Menurutnya, dalam era globalisasi saat ini, persaingan dalam dunia bisnis semakin ketat. Oleh karena itu, para pelaku UKM dan IKM harus cerdas dalam mengambil peluang, salah satunya melalui pemanfaatan digital marketing.
“Internet telah mengubah cara kita berbisnis. Masyarakat pedesaan sekarang harus terbiasa dengan penggunaan teknologi digital,” tambahnya.
Kepala Dinas Tenaga Kerja Kebumen, Budhi Suwanto, menambahkan bahwa pelatihan ini berlangsung selama dua hari dan diikuti oleh 150 peserta dari wilayah kecamatan yang masuk dalam kategori kemiskinan ekstrem, seperti Sempor, Karangsambung, Karanggayam, Sadang, dan Alian.

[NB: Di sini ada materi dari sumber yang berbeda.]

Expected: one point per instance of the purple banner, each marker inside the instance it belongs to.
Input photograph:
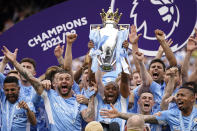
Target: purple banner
(37, 36)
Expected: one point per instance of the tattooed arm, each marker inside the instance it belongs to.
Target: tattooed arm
(26, 74)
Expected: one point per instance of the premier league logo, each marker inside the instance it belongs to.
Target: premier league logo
(176, 18)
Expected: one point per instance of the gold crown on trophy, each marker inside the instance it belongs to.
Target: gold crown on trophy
(110, 15)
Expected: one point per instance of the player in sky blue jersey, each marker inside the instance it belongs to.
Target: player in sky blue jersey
(27, 91)
(60, 102)
(183, 118)
(17, 111)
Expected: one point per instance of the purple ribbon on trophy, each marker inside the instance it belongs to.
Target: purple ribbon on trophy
(108, 38)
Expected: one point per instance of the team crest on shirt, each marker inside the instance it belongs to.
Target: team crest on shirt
(17, 107)
(166, 15)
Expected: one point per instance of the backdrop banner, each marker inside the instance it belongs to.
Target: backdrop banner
(38, 35)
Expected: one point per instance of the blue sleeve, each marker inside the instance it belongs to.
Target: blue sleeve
(2, 78)
(162, 117)
(76, 88)
(83, 107)
(134, 109)
(31, 106)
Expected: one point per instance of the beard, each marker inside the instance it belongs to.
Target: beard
(64, 90)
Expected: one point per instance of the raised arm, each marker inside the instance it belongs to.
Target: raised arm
(68, 54)
(193, 76)
(133, 38)
(146, 78)
(168, 52)
(78, 73)
(169, 88)
(124, 85)
(89, 113)
(30, 114)
(26, 74)
(3, 64)
(191, 46)
(161, 51)
(58, 52)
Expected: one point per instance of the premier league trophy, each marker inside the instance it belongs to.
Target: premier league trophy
(108, 38)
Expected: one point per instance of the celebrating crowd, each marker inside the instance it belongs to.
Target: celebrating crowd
(157, 98)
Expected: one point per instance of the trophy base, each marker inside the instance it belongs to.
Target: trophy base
(106, 68)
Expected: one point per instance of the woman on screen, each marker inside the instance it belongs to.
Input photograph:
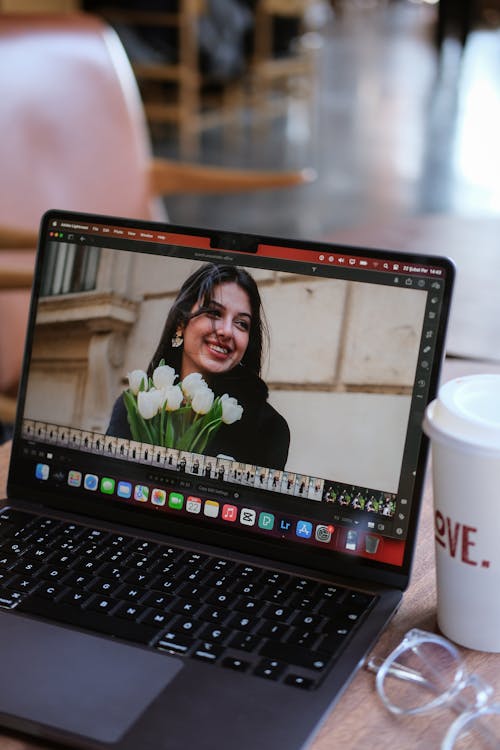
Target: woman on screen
(215, 328)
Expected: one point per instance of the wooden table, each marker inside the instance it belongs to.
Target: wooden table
(359, 720)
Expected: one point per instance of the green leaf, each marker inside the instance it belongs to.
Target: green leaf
(138, 427)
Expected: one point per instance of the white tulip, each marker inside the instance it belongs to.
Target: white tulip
(202, 400)
(149, 402)
(135, 378)
(164, 376)
(231, 409)
(172, 397)
(193, 383)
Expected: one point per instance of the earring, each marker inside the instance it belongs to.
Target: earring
(177, 340)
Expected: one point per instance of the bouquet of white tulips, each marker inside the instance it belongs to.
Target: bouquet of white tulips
(183, 416)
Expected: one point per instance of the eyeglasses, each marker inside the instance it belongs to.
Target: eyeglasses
(426, 672)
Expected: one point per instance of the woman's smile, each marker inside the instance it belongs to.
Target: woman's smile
(216, 336)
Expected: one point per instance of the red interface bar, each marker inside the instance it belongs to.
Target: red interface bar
(321, 257)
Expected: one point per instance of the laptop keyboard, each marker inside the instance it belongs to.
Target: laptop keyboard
(243, 617)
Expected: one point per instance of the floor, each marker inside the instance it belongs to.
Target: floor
(398, 129)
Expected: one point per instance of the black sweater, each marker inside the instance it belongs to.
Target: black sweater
(260, 437)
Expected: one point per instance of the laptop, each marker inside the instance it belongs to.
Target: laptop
(215, 480)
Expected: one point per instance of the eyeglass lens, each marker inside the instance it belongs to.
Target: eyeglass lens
(435, 669)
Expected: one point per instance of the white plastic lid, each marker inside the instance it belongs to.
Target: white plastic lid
(467, 409)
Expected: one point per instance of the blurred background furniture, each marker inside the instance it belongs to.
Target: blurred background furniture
(74, 136)
(279, 74)
(203, 63)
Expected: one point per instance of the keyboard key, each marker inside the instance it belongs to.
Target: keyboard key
(301, 657)
(176, 642)
(207, 651)
(271, 669)
(297, 680)
(246, 642)
(238, 665)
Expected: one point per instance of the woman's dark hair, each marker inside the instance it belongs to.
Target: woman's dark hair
(199, 288)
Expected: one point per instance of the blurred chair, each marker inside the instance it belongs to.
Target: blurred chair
(188, 57)
(74, 136)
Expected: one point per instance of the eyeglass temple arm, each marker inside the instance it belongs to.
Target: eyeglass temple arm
(374, 663)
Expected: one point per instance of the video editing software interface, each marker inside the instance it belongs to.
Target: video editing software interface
(146, 387)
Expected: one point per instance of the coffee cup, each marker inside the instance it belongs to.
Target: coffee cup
(463, 423)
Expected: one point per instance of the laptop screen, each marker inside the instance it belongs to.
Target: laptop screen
(268, 390)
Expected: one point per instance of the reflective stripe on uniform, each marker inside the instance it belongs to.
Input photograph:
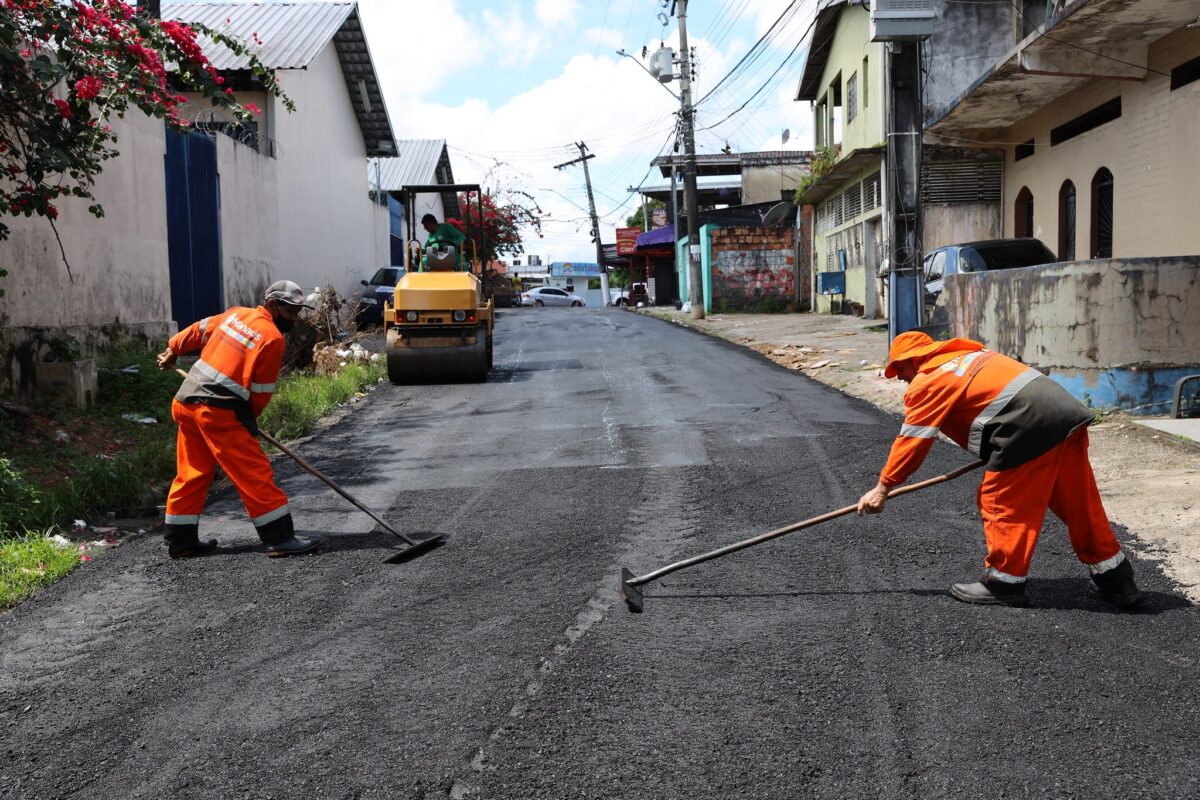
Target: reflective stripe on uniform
(975, 440)
(213, 374)
(919, 431)
(966, 362)
(245, 342)
(1107, 564)
(271, 516)
(993, 573)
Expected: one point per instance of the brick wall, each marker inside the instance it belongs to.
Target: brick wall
(756, 266)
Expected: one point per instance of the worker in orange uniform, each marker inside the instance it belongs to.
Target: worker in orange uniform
(1032, 438)
(216, 408)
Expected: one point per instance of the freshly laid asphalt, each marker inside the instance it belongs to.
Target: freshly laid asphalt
(829, 663)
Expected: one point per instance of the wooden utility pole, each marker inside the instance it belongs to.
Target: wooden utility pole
(691, 205)
(585, 156)
(906, 295)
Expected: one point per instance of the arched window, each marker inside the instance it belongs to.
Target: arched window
(1023, 214)
(1067, 222)
(1102, 214)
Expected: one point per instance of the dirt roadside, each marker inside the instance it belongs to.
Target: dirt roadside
(1150, 480)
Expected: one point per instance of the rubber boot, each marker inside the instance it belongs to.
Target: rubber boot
(1117, 587)
(184, 542)
(281, 540)
(990, 593)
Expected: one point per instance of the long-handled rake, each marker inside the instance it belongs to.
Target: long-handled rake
(414, 546)
(630, 584)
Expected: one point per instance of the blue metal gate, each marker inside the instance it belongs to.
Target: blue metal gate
(193, 227)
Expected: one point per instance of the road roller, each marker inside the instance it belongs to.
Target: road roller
(438, 325)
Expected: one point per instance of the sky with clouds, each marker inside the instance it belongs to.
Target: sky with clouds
(513, 84)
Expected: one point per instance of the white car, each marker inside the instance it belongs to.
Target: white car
(551, 296)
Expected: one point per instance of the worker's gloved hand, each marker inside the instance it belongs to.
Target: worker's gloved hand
(874, 500)
(167, 359)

Dengan pelatihan ini, diharapkan peserta akan memiliki keterampilan tambahan dalam mempromosikan produk melalui strategi digital marketing. Ini juga merupakan salah satu upaya pemerintah untuk mengurangi tingkat pengangguran di daerah tersebut. Pelatihan dijadwalkan berlangsung hingga Selasa, 19 September 2023.